FDA Cracking Down on Unapproved Prescription Drugs

Agency to remove unapproved cough, cold, and allergy medications from U.S. market

WEDNESDAY, March 2 (HealthDay News) -- The U.S. Food and Drug Administration intends to remove select unapproved prescription cough, cold, and allergy medications from the U.S. market, the agency has announced.

The unapproved drugs have not been evaluated by the FDA for safety, efficacy, and quality. Health care providers may unwittingly prescribe unapproved drugs because the drugs' labels do not reflect their unapproved status.

Consumers are advised to contact their health care provider to discuss alternatives if they suspect they are taking non-approved prescription cough, cold, and allergy medications, and both patients and providers are encouraged to report adverse events or other problems related to the products to the FDA's MedWatch Safety Information and Adverse Event Reporting Program.

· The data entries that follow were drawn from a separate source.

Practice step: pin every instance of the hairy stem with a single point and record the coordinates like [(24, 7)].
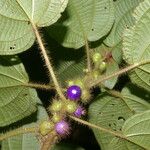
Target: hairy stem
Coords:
[(131, 67), (89, 67), (47, 62), (18, 132), (49, 141), (39, 86)]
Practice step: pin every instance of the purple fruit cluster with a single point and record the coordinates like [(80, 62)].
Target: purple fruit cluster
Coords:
[(74, 93), (62, 128)]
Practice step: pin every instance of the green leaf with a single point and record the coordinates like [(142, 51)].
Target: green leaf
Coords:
[(27, 141), (17, 34), (111, 113), (136, 98), (16, 100), (123, 20), (68, 63), (137, 129), (108, 112), (112, 65), (136, 45), (120, 144), (117, 53), (83, 20)]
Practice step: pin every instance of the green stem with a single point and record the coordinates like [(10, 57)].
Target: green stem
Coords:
[(47, 62), (131, 67), (89, 67), (17, 132), (39, 86)]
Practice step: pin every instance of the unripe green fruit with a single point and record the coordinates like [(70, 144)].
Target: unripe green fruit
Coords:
[(56, 106), (96, 57), (46, 127), (86, 96), (102, 66), (70, 106), (56, 117)]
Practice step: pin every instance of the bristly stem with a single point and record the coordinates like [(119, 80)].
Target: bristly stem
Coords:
[(39, 86), (49, 141), (47, 62), (89, 67), (18, 132), (131, 67)]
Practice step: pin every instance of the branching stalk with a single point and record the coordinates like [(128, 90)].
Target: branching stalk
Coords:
[(47, 62), (39, 86), (18, 132), (131, 67), (89, 67)]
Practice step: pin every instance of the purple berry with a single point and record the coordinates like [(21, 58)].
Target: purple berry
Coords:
[(79, 112), (74, 92), (62, 128)]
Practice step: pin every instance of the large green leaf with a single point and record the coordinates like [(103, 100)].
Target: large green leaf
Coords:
[(16, 100), (83, 19), (27, 141), (137, 99), (136, 45), (108, 112), (111, 67), (123, 20), (111, 113), (16, 31), (137, 129), (68, 63)]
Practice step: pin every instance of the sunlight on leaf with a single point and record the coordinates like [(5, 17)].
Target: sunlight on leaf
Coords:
[(123, 19), (16, 101), (17, 34), (136, 45), (27, 141), (112, 112), (83, 19), (137, 129)]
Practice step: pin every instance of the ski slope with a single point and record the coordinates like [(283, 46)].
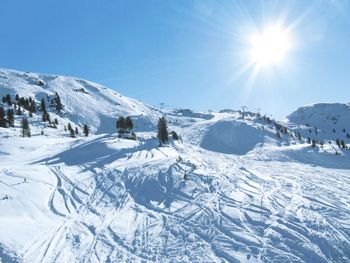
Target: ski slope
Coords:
[(248, 197)]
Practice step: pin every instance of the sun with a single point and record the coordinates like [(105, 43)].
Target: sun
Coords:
[(270, 46)]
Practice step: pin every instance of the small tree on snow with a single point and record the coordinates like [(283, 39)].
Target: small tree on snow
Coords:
[(25, 130), (86, 130), (163, 134)]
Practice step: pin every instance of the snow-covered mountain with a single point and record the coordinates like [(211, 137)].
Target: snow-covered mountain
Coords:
[(84, 102), (323, 121), (230, 190)]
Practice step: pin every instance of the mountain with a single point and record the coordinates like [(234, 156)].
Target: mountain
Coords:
[(322, 121), (84, 102), (232, 189)]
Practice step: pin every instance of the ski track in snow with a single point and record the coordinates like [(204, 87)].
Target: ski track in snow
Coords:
[(248, 197), (273, 217)]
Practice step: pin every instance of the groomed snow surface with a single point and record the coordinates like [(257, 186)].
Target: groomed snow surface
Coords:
[(248, 197)]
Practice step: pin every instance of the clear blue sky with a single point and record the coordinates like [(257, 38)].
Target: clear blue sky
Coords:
[(184, 53)]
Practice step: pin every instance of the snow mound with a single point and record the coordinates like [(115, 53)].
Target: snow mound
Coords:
[(322, 121), (84, 102), (231, 137)]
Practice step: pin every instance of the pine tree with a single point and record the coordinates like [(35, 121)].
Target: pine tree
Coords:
[(46, 116), (19, 111), (337, 142), (129, 124), (42, 105), (120, 125), (58, 104), (8, 99), (72, 133), (342, 143), (174, 135), (163, 134), (2, 118), (278, 135), (86, 130), (299, 136), (32, 107), (10, 117), (25, 130), (313, 143)]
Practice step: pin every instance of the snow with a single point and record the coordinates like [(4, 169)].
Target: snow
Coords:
[(330, 120), (249, 196)]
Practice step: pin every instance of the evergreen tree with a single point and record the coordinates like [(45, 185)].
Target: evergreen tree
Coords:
[(8, 100), (46, 116), (163, 134), (32, 107), (129, 124), (19, 111), (72, 133), (25, 130), (10, 117), (278, 135), (58, 104), (299, 136), (42, 105), (342, 143), (313, 143), (174, 135), (2, 118), (337, 142), (121, 125), (86, 130)]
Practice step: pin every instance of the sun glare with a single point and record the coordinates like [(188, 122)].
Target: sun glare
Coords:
[(270, 46)]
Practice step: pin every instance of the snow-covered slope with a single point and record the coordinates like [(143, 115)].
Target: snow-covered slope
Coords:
[(323, 121), (84, 102), (248, 196)]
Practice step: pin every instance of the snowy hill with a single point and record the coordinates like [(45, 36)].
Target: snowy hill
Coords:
[(323, 121), (84, 102), (229, 191)]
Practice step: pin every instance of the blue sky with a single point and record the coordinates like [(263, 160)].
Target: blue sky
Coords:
[(184, 53)]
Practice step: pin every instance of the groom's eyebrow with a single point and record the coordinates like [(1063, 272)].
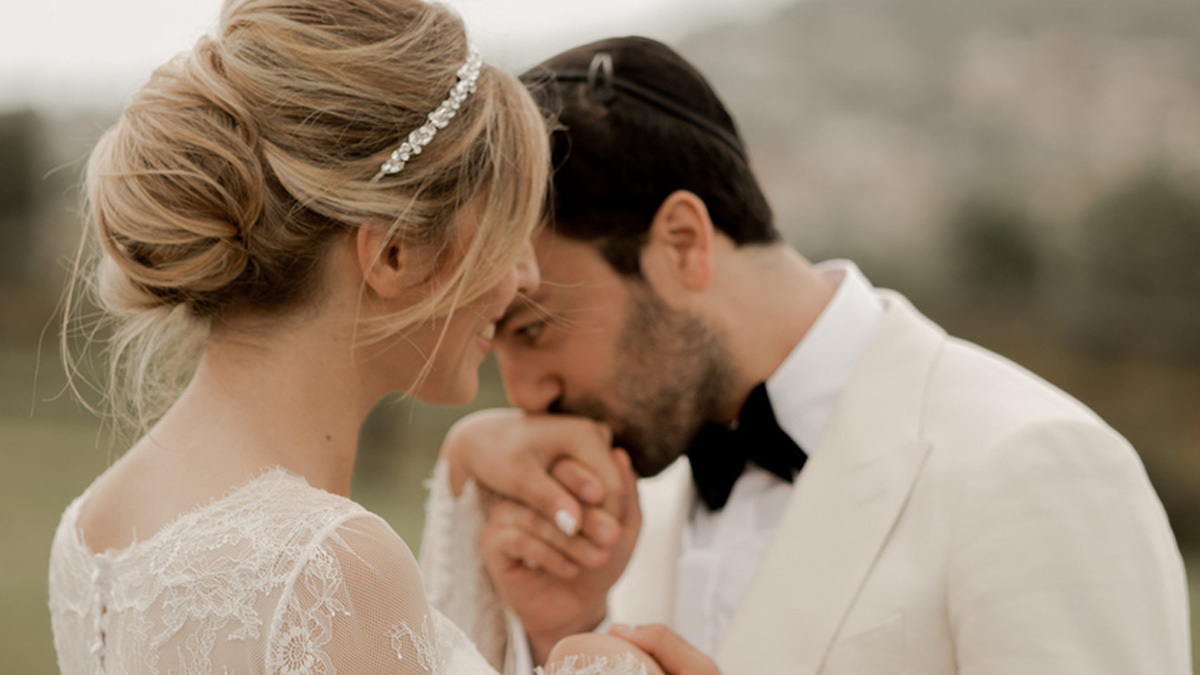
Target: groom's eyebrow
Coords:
[(523, 305)]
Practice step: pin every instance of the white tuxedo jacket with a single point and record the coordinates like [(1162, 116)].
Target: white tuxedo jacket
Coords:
[(958, 517)]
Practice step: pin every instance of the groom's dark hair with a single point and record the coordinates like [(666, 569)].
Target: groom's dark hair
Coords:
[(635, 123)]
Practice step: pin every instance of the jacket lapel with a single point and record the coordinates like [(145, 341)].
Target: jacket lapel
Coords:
[(844, 506), (645, 593)]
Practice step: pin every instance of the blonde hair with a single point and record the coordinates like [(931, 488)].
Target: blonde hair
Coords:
[(229, 173)]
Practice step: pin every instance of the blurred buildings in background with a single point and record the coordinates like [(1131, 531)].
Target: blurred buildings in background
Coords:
[(1029, 171)]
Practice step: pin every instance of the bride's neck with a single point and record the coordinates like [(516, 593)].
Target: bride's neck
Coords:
[(294, 400)]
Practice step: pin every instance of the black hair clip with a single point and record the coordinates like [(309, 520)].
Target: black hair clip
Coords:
[(603, 84), (600, 78)]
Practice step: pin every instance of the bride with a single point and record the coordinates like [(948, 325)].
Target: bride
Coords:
[(324, 202)]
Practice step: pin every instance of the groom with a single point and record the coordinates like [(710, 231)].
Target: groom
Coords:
[(832, 483)]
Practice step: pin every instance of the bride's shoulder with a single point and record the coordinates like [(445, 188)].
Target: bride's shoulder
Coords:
[(331, 530)]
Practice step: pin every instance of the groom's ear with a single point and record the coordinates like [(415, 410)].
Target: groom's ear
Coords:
[(678, 251)]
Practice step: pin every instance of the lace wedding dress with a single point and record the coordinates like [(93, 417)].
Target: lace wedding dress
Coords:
[(281, 578)]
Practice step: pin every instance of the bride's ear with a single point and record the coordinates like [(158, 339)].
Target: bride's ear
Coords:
[(382, 262)]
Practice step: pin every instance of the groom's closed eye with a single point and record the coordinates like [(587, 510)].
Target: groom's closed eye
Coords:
[(525, 320)]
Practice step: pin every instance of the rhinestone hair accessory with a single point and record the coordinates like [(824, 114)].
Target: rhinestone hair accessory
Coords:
[(438, 119)]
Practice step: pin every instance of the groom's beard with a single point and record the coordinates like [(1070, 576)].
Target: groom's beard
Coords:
[(667, 382)]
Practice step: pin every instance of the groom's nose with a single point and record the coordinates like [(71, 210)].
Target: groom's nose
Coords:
[(529, 381)]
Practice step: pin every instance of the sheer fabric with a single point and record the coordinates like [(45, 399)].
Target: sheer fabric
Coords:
[(276, 577)]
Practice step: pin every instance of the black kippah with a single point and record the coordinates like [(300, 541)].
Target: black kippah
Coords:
[(604, 82), (647, 71)]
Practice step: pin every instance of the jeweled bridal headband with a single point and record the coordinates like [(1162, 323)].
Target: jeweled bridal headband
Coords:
[(438, 119)]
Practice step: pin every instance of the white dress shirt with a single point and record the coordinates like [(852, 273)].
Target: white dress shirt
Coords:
[(721, 549)]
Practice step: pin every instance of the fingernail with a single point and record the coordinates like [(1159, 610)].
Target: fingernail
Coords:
[(592, 493), (607, 533), (567, 523)]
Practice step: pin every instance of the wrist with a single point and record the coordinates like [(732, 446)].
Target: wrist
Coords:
[(543, 641)]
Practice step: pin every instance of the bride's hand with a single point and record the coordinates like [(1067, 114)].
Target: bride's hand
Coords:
[(673, 653), (559, 466), (531, 565)]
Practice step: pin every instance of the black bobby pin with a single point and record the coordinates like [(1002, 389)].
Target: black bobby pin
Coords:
[(603, 82)]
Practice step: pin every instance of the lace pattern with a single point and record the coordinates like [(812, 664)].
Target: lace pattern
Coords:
[(455, 578), (276, 577)]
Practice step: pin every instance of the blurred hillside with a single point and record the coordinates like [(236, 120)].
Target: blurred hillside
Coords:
[(1026, 171)]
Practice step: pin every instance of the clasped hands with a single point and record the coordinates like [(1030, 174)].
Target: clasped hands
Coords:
[(563, 519)]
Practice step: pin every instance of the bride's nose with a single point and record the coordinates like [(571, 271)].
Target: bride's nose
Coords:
[(527, 273)]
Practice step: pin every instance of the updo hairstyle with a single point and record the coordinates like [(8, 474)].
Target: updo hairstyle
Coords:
[(220, 190)]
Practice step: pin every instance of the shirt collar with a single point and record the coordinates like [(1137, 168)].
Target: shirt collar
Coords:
[(805, 386)]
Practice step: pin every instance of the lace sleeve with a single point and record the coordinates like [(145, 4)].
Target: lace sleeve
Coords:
[(355, 604), (455, 577)]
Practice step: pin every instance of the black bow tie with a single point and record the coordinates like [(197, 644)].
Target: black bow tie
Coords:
[(719, 453)]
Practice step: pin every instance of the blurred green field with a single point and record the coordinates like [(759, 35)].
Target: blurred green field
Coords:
[(48, 458)]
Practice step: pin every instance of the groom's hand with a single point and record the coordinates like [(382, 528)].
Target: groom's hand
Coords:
[(558, 466), (533, 566)]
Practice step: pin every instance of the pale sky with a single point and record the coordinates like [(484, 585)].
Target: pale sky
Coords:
[(55, 53)]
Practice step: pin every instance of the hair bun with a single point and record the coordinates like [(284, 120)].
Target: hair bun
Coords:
[(177, 187)]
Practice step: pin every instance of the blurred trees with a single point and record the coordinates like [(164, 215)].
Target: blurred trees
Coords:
[(994, 250), (22, 151), (1144, 239)]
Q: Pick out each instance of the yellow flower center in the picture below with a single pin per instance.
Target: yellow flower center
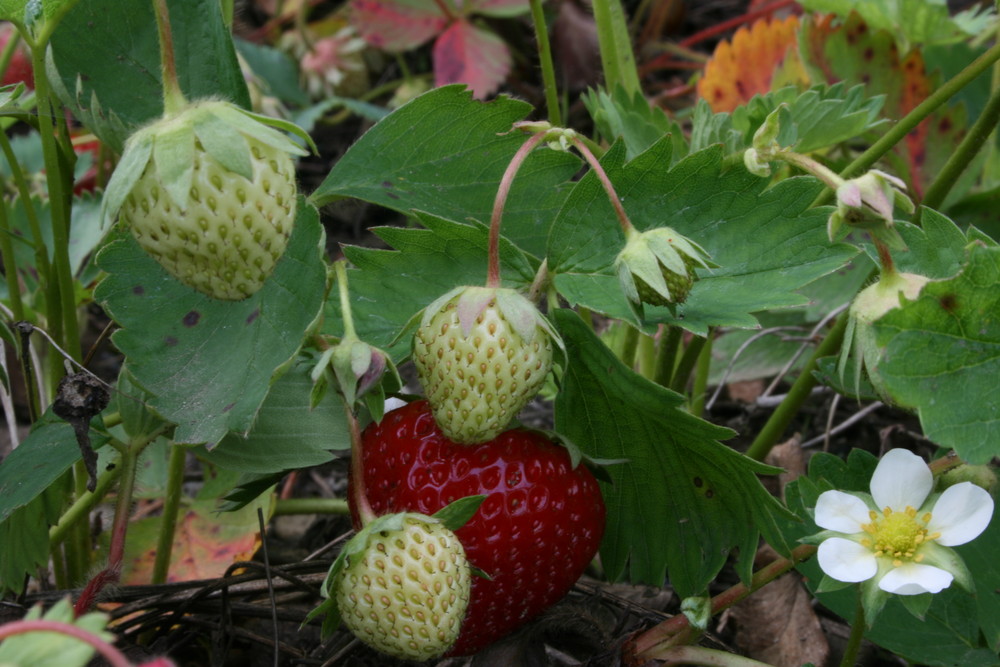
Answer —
(898, 535)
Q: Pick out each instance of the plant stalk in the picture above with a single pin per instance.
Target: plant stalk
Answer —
(545, 58)
(646, 645)
(311, 506)
(171, 508)
(798, 394)
(493, 266)
(912, 119)
(970, 145)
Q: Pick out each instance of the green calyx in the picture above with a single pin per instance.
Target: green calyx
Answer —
(656, 267)
(481, 355)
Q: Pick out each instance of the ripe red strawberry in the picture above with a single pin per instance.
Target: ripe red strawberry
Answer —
(539, 527)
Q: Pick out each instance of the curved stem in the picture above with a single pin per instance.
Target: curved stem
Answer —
(626, 224)
(493, 267)
(912, 119)
(977, 137)
(114, 657)
(545, 57)
(173, 97)
(358, 493)
(797, 395)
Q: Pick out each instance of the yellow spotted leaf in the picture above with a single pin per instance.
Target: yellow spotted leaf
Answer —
(758, 59)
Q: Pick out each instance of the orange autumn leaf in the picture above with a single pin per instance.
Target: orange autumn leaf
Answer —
(748, 65)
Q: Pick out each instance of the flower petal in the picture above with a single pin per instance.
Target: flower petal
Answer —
(845, 560)
(961, 513)
(914, 579)
(836, 510)
(901, 479)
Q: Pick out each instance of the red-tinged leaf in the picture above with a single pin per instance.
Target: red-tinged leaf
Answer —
(206, 543)
(852, 52)
(501, 8)
(473, 56)
(397, 25)
(750, 64)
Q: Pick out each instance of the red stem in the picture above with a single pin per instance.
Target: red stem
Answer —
(114, 657)
(606, 182)
(493, 267)
(365, 511)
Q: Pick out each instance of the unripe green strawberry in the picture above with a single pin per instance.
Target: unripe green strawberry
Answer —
(405, 593)
(210, 193)
(481, 354)
(656, 267)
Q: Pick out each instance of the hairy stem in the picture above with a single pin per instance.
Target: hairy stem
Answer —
(602, 176)
(168, 519)
(493, 267)
(545, 58)
(977, 137)
(798, 394)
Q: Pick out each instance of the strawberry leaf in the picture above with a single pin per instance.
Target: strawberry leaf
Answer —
(473, 56)
(107, 57)
(942, 357)
(767, 241)
(445, 153)
(682, 501)
(190, 350)
(397, 25)
(288, 434)
(384, 293)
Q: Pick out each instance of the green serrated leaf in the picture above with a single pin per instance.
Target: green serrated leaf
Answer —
(444, 153)
(456, 514)
(288, 434)
(768, 242)
(225, 144)
(942, 357)
(48, 452)
(682, 501)
(106, 57)
(385, 295)
(190, 351)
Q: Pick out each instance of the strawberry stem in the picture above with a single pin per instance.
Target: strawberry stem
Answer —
(626, 224)
(173, 97)
(493, 268)
(365, 510)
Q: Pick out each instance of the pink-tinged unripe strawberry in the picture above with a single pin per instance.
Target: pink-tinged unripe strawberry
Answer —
(210, 193)
(481, 354)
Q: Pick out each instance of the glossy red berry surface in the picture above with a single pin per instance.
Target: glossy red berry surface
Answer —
(538, 529)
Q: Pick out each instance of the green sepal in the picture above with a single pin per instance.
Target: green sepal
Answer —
(456, 514)
(173, 154)
(252, 125)
(224, 144)
(830, 585)
(917, 604)
(128, 172)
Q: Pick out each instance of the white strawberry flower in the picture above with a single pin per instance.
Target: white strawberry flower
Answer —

"Removing these unapproved products from the market will reduce potential risks to consumers," Deborah Autor, director of the Office of Compliance in the FDA's Center for Drug Evaluation and Research, said in a statement. "There are many FDA-approved prescription products, as well as appropriately marketed over-the-counter products, available to treat cough, cold, and allergy symptoms; so, we expect little or no negative impact on consumers from the removal of these unapproved products."